The school greenhouse project is just the type of reinvention of the traditional curriculum that new R-1 Superintendent Kyle Schumacher hopes to see as the Telluride schools reexamine their K-12 math and science curriculum. As Schumacher explains, there is currently a push to integrate more local resources through organizations like TNCC, SWIRL, the Pinhead Institute, and the Telluride Institute into the school’s curriculum – thus making projects like a greenhouse-to-cafeteria program an established part of education in Telluride.

“We’re currently reexamining our K-12 math and science curriculum, and through that trying to bring in these local resources and realigning them with our programs… so that they’re right there [in the curriculum] from the beginning,” Schumacher says.

Telluride’s school greenhouse project was originally launched last year as an Intensive Service Project, offering a farm-to-table model for students interested in agriculture and the local foods movement.

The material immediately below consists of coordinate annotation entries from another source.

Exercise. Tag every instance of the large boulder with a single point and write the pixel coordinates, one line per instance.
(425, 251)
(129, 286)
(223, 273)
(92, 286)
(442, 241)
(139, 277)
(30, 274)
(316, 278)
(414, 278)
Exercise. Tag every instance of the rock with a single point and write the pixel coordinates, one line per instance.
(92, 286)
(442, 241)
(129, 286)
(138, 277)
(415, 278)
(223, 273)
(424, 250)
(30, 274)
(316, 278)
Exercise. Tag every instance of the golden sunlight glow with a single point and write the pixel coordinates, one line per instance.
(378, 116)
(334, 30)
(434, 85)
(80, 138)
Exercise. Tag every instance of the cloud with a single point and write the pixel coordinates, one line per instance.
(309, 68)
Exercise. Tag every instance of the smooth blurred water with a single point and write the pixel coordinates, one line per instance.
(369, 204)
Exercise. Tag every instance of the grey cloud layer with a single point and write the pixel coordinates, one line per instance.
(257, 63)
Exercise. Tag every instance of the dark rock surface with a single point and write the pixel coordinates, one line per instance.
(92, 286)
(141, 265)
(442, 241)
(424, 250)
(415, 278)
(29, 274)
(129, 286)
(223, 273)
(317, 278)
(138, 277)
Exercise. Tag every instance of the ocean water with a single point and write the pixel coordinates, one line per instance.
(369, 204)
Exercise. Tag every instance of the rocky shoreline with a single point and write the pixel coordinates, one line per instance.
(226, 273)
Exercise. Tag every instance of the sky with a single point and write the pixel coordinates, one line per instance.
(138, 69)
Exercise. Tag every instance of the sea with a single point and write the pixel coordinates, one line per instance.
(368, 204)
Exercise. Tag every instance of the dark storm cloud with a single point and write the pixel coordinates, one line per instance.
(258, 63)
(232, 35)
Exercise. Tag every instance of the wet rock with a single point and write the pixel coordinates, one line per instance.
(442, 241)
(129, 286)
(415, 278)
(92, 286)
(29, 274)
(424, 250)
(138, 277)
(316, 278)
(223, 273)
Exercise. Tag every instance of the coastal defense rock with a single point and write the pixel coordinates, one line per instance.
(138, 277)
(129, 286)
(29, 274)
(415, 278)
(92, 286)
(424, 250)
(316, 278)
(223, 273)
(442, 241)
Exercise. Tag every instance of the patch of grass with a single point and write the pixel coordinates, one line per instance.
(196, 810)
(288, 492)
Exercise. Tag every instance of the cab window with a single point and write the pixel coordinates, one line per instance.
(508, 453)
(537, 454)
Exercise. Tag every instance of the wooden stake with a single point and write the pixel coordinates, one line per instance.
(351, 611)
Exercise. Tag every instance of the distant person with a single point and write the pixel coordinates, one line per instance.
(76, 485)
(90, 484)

SWIRL and TNCC were major supporters, and helped carry the project over into the new school year by offering funding as well as technical support.

Telluride School Chef Michael Goller also emerged as an enthusiastic ally in the greenhouse project, adding school-grown produce to his menus. He then took the inspiration a step further, by installing a miniature garden in his kitchen that includes grow lights and a hydroponics system.

The past-and-current successes of the school greenhouse project has made Schumacher, and entities like TNCC and SWIRL, look to grow the program for the future. “We’re looking at expanding our opportunities with the greenhouse, perhaps building a larger greenhouse space that could accommodate a class and could provide additional food for the cafeteria,” Schumacher says. “With that, we would be looking at expanding the curriculum, too, connecting what’s happening in the classroom to what’s happening in the greenhouse and the lunchroom.”

SWIRL has partnered with other regional schools to assist in the initiation of similar greenhouse projects, finding overwhelming support from Ridgway, Nucla/Naturita, and Norwood schools.

From Telluride’s students’ perspectives, their school’s greenhouse program offers a learning experience above and beyond what many other schools currently provide. THS Junior Rachel Hampton spent last Tuesday planting seeds in the greenhouses, and said the experience “created a sense of community.”

“We’re not just eating food that was grown elsewhere,” she said, “but we’re actually growing it here, ourselves.”

Freshman Mckenna Brumley put the benefits of the project most succinctly: “It’s fun. I can say that I planted that lettuce, and now I’m eating it.”